Who gets what?

08 Jun

Think of everything you own:  life insurance policies, annuities, IRAs, 401ks, retirement plans, pensions, brokerage accounts, all the bank accounts and money markets and CDs, your home, other real estate, business interest, autos and finally, all the stuff in and around your home and on your property, furniture, computers, TVs, firearms, tools, paintings, pianos . . .

We’re going to classify your assets as either probate or non probate.

Probate assets are those controlled by your will: the home and other real estate, the cars and the personal property, the stuff in your home and cars.

Non-probate assets include life insurance, IRAs, 401ks and 403bs, and certain bank accounts and brokerage accounts.  They go directly to the beneficiaries you have designated.  The will does not control their distribution.  Read the prior sentence again.   So accounts you own JTWROS (joint tenancy with rights of survivorship), or you’ve made POD/TOD (payable on death/transferable on death) go to those persons who survive you.  Life insurance proceeds and IRA’s go to the beneficiaries you’ve designated.
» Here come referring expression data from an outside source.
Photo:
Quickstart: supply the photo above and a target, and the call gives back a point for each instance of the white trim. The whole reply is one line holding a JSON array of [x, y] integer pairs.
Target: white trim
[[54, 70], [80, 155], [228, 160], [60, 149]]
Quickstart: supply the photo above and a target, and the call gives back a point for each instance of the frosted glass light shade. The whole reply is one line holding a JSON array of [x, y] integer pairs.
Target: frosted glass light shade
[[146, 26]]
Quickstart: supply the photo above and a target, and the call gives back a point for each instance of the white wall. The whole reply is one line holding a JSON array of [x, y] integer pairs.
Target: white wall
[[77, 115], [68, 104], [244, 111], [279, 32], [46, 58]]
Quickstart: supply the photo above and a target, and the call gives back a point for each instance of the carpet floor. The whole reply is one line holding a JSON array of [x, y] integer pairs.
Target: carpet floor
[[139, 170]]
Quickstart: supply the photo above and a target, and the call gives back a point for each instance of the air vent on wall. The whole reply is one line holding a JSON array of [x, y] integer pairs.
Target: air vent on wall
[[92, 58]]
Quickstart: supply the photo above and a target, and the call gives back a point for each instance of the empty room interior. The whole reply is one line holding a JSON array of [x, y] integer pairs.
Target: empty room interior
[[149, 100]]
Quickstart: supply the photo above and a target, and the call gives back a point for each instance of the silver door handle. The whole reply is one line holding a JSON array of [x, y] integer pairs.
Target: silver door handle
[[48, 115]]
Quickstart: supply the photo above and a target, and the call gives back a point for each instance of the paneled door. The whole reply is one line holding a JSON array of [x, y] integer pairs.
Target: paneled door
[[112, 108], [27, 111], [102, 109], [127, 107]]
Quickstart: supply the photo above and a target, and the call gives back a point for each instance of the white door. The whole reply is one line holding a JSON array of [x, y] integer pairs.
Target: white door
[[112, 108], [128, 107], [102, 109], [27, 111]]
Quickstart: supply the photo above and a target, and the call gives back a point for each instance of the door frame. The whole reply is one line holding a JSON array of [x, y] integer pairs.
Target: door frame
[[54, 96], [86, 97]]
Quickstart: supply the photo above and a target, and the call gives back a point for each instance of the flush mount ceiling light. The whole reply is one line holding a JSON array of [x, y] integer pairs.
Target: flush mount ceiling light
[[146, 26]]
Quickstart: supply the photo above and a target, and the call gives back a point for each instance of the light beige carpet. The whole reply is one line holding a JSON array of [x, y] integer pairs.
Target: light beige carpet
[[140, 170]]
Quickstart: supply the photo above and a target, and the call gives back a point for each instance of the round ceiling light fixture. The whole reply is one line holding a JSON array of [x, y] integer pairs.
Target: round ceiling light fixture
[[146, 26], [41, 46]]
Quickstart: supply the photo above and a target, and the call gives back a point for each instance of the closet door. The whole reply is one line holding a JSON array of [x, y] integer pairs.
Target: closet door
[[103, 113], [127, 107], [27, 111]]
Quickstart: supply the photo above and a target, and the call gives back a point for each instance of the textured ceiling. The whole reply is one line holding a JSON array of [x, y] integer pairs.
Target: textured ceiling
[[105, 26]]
I can’t tell you how many times my clients have looked at me in shock when they’ve fully grasped this.  Let me tell a common tale:  Mom survived dad.  Her daughter has become her big helper again.  They re-titled accounts JTWROS and made daughter beneficiary for the other financial products.  Mom’s will is good and valid and says all her assets go equally to her two sons and one daughter.  They all think the estate, the probate and non-probate assets, will be split evenly when mom dies.  But oh no, they won’t.   Just the house and the stuff in it will be split evenly.  It’s worth $150,000.  The non-probate assets will go completely to daughter.  Those assets are worth $500,000!  Well, what can daughter do?  Two things:  One, she can receive the assets and make gifts to her two brothers and suffer transfer tax consequences (think “gift tax” and IRS form 709).  Two, she can disclaim the asset (if she officially and correctly does so fast enough) and then the assets become probate assets and then the will can control.  Do you know how to “disclaim” properly?

You see, planning means taking care of these things now, so that later it truly is simple for the survivors.  No guessing, no wondering, no need to fight.  Planning promotes harmony.